Following primary fluid resuscitation, the patient underwent a total right mastectomy. Pathology indicated no obvious vasculitis findings were observed in a skin biopsy. To investigate the cause, a complete rheumatologic workup was arranged. The Anti- Nuclear Antibody (ANA) and Rheumatoid Factor (RF) were both negative. Other rheumatologic tests such as Cytoplasmic Pattern Antineutrophil Cytoplasmic Antibodies (C-ANCA), Perinuclear ANCA (P-ANCA), anti-DNA, anti-Sm, RNP, Scl-70, and Ro and La antibodies were all negative. Additionally, no organism was detected in the blood cultures.

Subsequent temporal artery biopsy revealed medium-sized vessels with no significant inflammation and preserved elastic lamina. During the second week of hospitalization, the patient complained of rectorrhagia but remained hemodynamic stable. No other associated symptoms such as abdominal pain or obstruction signs were present. Colonoscopic findings revealed multiple polymorphic ulcers in the descending and transverse colon. Cold biopsy of ulcers revealed no malignant or significant changes.

After reviewing the patient’s clinical episodes and discussing the case within a multidisciplinary team, a diagnosis of cephalexin induced skin necrosis has been made. Over the following weeks, the wound was regularly debrided and washed. The patient was discharged after one month of hospitalization. By the one- year follow-up mark, the patient had no further complications and was disease-free.

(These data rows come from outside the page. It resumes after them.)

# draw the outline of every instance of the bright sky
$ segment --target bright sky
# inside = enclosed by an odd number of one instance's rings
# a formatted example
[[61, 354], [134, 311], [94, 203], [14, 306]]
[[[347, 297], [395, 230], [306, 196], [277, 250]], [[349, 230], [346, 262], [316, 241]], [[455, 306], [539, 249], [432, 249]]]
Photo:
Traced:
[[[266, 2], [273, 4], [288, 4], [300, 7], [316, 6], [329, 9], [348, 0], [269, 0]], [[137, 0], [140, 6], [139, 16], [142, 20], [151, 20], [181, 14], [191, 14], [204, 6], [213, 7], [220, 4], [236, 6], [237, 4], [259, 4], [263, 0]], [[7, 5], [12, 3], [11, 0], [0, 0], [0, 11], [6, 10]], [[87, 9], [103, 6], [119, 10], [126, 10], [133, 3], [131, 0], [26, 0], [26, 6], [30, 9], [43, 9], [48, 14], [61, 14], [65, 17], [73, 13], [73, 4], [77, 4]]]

In this case report, the patient had clinical features of breast necrotizing fasciitis which developed within 4-5 days of exposure to cephalexin. There was no evidence of an infective, autoimmune, or rheumatologic etiology that was found following the thorough pathological investigation, Doppler imaging and biopsy. The most likely cause of breast necrosis probably is due to the preceding use of cephalosporin. Based on our brief literature review, we were able to retrieve similar cases of skin necrosis induced by warfarin use. In 1954, Verhagen was the first to associate skin necrosis with oral anticoagulants, based on 13 cases from the Netherlands. Since then, approximately 300 other cases have been documented worldwide [1]. To the best of our knowledge, there are no reported cases skin necrosis followed cephalexin.

Cephalexin is a new semi-synthetic derivative of cephalosporin, which has good oral bioavailability [2]. The potential adverse effects of cephalosporins include abdominal pain, nausea, vomiting, diarrhea, colitis, headache, vaginal candidiasis, transiently elevated liver enzymes, and hypersensitivity reaction - including a small cross over with penicillin allergy. Some reports found an association between cephalosporins and skin lesions including erythema multiforme without evidence of mucosal involvement [3]. This is a novel case, suggesting that cephalexin should be added to the list of iatrogenic causes of Stevens-Johnson Syndrome [4]. Based on our present case, future studies are needed to evaluate this rare complication of cephalexin.